The Matchmaker, di Benedetta Argentieri
La regista prosegue l’indagine sul ruolo delle donne in guerra, ma stavolta non riesce ad essere davvero incisiva. Fuori concorso
Tooba Gondal aveva solo 20 anni quando è partita da Londra, abbandonando gli studi universitari e la famiglia, alla volta della Siria, per sposarsi con un miliziano dell’ISIS e unirsi a Daesh, lo Stato Islamico. In breve tempo, è diventata una delle più conosciute e agguerrite jihadiste del mondo, accusata di aver reclutato una dozzina di donne occidentali per portarle in Siria e darle in sposa ai combattenti (e per questo ribattezzata “The Matchmaker”), attraverso una massiccia propaganda social, in particolare su Twitter. Sotto lo pseudonimo di Umm Muthanna, tramite tweet e messaggi privati, la giovane ha condiviso il proprio estremismo, esultando per stragi e morti operate dagli estremisti. Ma non appena l’ISIS ha cominciato a perdere terreno, sconfitto dall’esercito di liberazione curdo, Gondal è scomparsa da internet. La regista Benedetta Argentieri l’ha ritrovata in un campo di prigionia in Siria nel 2019 e ha dato il via ad un progetto che vede Gondal protagonista di una lunga intervista esclusiva.
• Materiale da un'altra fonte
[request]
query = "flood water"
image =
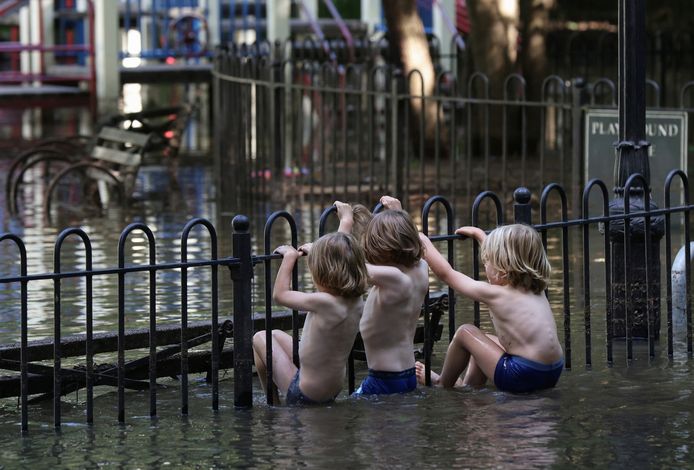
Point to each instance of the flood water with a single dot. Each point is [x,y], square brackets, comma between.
[636,414]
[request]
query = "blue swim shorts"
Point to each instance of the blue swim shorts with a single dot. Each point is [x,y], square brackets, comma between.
[381,382]
[296,397]
[519,375]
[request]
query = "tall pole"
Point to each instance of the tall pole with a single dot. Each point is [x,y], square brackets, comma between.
[632,148]
[635,252]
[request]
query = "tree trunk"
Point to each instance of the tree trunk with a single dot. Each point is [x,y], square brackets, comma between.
[494,39]
[535,14]
[408,40]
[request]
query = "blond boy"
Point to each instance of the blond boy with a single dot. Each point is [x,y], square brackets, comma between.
[336,263]
[525,355]
[400,282]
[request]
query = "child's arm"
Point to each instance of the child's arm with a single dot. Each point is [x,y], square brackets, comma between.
[283,293]
[344,213]
[476,290]
[472,232]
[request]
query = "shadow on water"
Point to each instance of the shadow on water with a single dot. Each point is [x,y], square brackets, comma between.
[636,415]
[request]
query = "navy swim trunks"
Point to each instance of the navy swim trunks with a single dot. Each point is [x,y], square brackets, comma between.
[296,397]
[519,375]
[381,383]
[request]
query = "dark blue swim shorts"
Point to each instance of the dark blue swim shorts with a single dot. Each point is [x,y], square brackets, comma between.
[519,375]
[296,397]
[381,382]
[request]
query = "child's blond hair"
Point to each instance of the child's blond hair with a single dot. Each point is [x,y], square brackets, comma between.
[391,238]
[516,251]
[337,264]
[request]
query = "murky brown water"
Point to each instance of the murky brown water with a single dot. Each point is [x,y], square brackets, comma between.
[605,417]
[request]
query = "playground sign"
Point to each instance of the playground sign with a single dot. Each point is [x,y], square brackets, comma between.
[666,131]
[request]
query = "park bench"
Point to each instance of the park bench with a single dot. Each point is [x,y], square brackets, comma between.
[164,128]
[108,173]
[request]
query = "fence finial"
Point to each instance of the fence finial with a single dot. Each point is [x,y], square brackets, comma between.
[521,206]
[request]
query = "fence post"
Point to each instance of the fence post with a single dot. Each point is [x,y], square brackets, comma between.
[242,274]
[522,213]
[396,134]
[577,99]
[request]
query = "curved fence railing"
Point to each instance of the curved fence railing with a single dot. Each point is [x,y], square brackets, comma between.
[617,308]
[324,131]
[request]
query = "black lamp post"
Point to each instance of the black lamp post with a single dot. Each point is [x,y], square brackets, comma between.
[629,270]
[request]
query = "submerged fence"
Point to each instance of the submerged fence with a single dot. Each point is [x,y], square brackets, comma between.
[52,382]
[326,131]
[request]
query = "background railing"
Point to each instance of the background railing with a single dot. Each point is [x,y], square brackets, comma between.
[583,302]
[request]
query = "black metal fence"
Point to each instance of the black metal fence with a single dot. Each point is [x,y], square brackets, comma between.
[574,301]
[324,131]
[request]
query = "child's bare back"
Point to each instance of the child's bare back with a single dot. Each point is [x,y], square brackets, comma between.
[400,281]
[336,263]
[525,354]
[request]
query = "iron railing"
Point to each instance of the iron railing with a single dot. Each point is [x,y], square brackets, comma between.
[332,132]
[574,265]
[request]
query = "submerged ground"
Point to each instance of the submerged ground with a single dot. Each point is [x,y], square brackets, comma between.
[636,414]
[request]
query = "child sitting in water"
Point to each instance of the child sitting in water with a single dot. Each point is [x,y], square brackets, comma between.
[526,354]
[336,263]
[400,281]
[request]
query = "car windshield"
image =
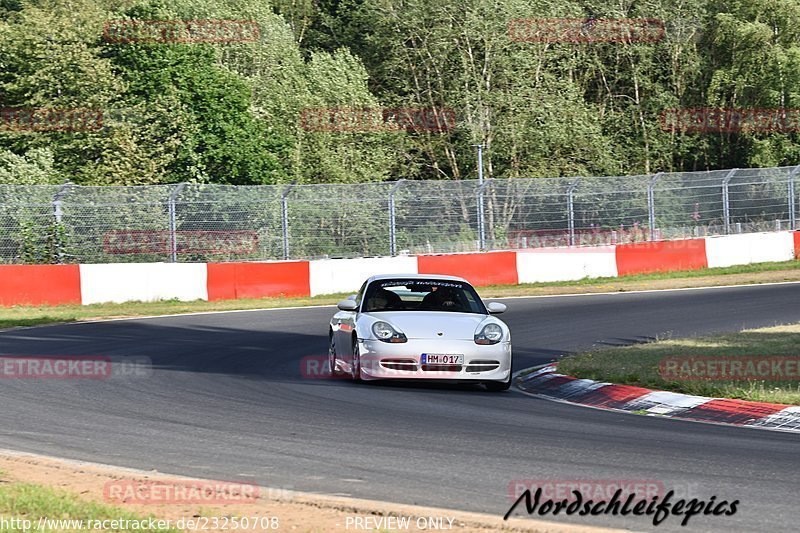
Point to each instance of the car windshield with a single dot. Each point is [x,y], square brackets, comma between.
[422,295]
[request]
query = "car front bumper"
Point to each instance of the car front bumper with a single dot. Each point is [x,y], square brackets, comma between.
[382,360]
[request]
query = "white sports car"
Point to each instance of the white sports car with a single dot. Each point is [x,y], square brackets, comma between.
[419,326]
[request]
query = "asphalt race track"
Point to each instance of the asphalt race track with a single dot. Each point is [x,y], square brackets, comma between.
[226,400]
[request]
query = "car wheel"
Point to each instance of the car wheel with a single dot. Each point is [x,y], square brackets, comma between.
[356,364]
[498,386]
[332,356]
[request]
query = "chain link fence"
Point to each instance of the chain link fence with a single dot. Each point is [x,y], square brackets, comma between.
[197,222]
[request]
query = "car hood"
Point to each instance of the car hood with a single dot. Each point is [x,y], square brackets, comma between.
[429,324]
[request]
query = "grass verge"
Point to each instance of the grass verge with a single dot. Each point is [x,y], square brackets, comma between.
[27,501]
[646,365]
[738,275]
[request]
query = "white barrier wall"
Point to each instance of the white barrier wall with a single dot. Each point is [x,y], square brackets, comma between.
[329,276]
[564,264]
[729,250]
[147,282]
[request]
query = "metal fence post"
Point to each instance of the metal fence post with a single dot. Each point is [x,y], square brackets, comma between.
[393,219]
[651,204]
[792,204]
[285,217]
[482,215]
[726,201]
[173,241]
[58,216]
[571,210]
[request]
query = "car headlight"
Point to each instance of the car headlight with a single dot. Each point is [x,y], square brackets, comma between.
[490,334]
[384,331]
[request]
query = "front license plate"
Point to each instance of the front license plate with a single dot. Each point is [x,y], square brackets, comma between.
[442,359]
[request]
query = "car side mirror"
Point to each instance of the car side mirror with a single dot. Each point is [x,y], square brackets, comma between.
[349,305]
[495,308]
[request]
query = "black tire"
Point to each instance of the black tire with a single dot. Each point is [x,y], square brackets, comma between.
[355,373]
[332,355]
[498,386]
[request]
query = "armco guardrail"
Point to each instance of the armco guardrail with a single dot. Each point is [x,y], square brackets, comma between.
[216,223]
[96,283]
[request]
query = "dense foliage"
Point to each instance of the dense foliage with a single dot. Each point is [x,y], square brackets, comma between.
[232,113]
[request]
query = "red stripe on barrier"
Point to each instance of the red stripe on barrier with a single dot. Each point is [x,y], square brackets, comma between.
[797,244]
[661,256]
[227,281]
[731,411]
[40,284]
[613,396]
[490,268]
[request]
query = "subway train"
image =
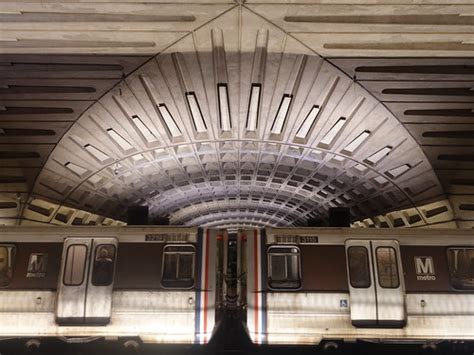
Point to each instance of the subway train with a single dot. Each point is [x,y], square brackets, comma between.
[294,286]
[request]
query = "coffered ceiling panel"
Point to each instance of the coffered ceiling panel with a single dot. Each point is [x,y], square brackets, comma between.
[236,113]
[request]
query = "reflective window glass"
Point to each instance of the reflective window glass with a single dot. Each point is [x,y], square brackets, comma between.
[387,267]
[75,267]
[461,268]
[284,268]
[178,266]
[104,264]
[359,269]
[7,260]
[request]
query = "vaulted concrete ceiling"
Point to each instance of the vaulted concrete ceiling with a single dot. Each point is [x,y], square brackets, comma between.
[229,114]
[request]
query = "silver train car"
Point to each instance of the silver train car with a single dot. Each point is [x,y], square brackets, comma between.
[84,283]
[329,285]
[171,285]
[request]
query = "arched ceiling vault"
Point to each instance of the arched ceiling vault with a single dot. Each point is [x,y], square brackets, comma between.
[230,114]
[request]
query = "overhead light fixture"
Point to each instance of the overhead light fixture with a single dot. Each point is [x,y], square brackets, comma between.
[96,153]
[121,142]
[143,129]
[224,108]
[356,143]
[379,155]
[308,122]
[331,135]
[169,121]
[95,179]
[281,115]
[381,181]
[196,114]
[254,107]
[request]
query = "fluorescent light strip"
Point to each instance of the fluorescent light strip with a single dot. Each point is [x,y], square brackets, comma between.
[95,179]
[143,129]
[378,156]
[356,143]
[96,153]
[254,107]
[396,172]
[329,138]
[380,180]
[282,112]
[196,114]
[224,111]
[76,169]
[308,122]
[122,142]
[169,121]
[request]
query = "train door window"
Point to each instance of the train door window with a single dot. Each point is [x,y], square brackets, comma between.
[359,269]
[387,267]
[178,266]
[284,267]
[104,262]
[75,267]
[461,268]
[7,260]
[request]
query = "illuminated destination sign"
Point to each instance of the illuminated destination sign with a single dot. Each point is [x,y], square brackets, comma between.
[164,237]
[297,239]
[309,239]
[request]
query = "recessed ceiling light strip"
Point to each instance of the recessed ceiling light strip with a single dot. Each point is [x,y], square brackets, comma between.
[254,108]
[196,113]
[282,114]
[224,108]
[169,121]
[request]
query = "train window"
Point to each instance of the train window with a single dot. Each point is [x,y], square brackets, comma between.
[178,266]
[461,268]
[387,267]
[284,269]
[104,263]
[7,260]
[359,269]
[75,267]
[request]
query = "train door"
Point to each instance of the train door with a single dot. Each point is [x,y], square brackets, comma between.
[376,284]
[86,282]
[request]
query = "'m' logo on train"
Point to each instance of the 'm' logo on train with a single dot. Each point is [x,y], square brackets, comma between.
[37,265]
[424,267]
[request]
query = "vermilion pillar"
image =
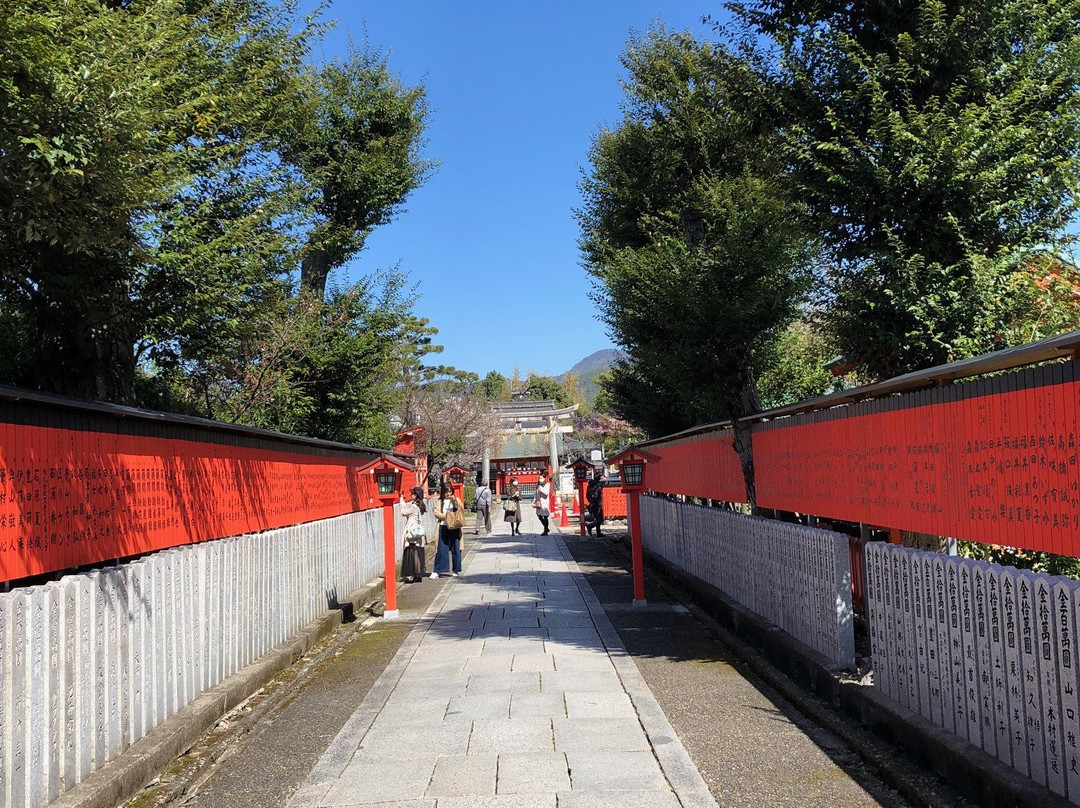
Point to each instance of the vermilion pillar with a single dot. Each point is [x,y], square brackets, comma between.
[390,563]
[634,511]
[581,507]
[388,474]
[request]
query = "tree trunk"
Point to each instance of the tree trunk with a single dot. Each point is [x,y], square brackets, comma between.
[86,347]
[314,270]
[748,404]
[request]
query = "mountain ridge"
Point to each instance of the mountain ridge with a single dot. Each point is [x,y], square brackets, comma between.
[591,366]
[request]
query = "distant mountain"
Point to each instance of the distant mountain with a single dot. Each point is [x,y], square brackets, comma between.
[593,365]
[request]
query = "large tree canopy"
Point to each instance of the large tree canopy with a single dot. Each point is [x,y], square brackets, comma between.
[697,252]
[936,144]
[165,169]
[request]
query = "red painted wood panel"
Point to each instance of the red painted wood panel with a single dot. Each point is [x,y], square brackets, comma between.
[993,460]
[704,467]
[70,497]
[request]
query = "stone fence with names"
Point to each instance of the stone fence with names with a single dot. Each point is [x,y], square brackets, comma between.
[92,662]
[798,578]
[985,651]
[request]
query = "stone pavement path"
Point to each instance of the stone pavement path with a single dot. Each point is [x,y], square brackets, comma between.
[513,690]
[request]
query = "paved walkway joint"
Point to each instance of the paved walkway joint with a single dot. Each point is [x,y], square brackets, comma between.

Durante gli incontri, Argentieri tenta di scardinare l’immagine offerta dalla jihadista di donna sottomessa, plagiata e quindi non responsabile delle proprie azioni, mostrandosi accogliente e curiosa, ferma ma mai inquisitoria, in modo tale che eventuali contraddizioni e ambiguità emergano spontaneamente dal flusso di parole di Gondal e mai invece un cortocircuito dato dal botta e risposta. Alla lunga intervista frontale, Argentieri alterna qualche ripresa nel campo di prigionia siriano dove ha incontrato per la prima volta Tooba, detenuta insieme ai figli e dove la regista ha avuto modo di raccogliere anche le testimonianze di altre prigioniere che hanno confermato la partecipazione attiva delle donne all’interno dello Stato Islamico, come reclutatrici e a capo della tratta di schiave yazide, contraddicendo le dichiarazioni di Gondal sulla totale estraneità delle donne di Daesh al processo decisionale e militante. La regista, che in precedenza aveva già diretto due documentari (Our War e I Am the Revolution) sembra essere sempre troppo indulgente, mai veramente decisa e capace di mettere in discussione le dichiarazioni dell’intervistata e in difficoltà di fronte alla freddezza di Tooba Gondal. E laddove l’intervistata si mostra evasiva, il documentario arranca nel percorrere altre strade per fornire risposta alle domande rimaste in sospeso, proprio a causa dell’esiguo numero di testimonianze. Anche la via dell’analisi sociologica rappresentata dallo studioso Simon Cottee, che segue l’attività di Gondal dal 2015, si disperde, disseminata a morsi tra un primo piano e l’altro della jihadista, risultando in tal modo troppo poco incisiva.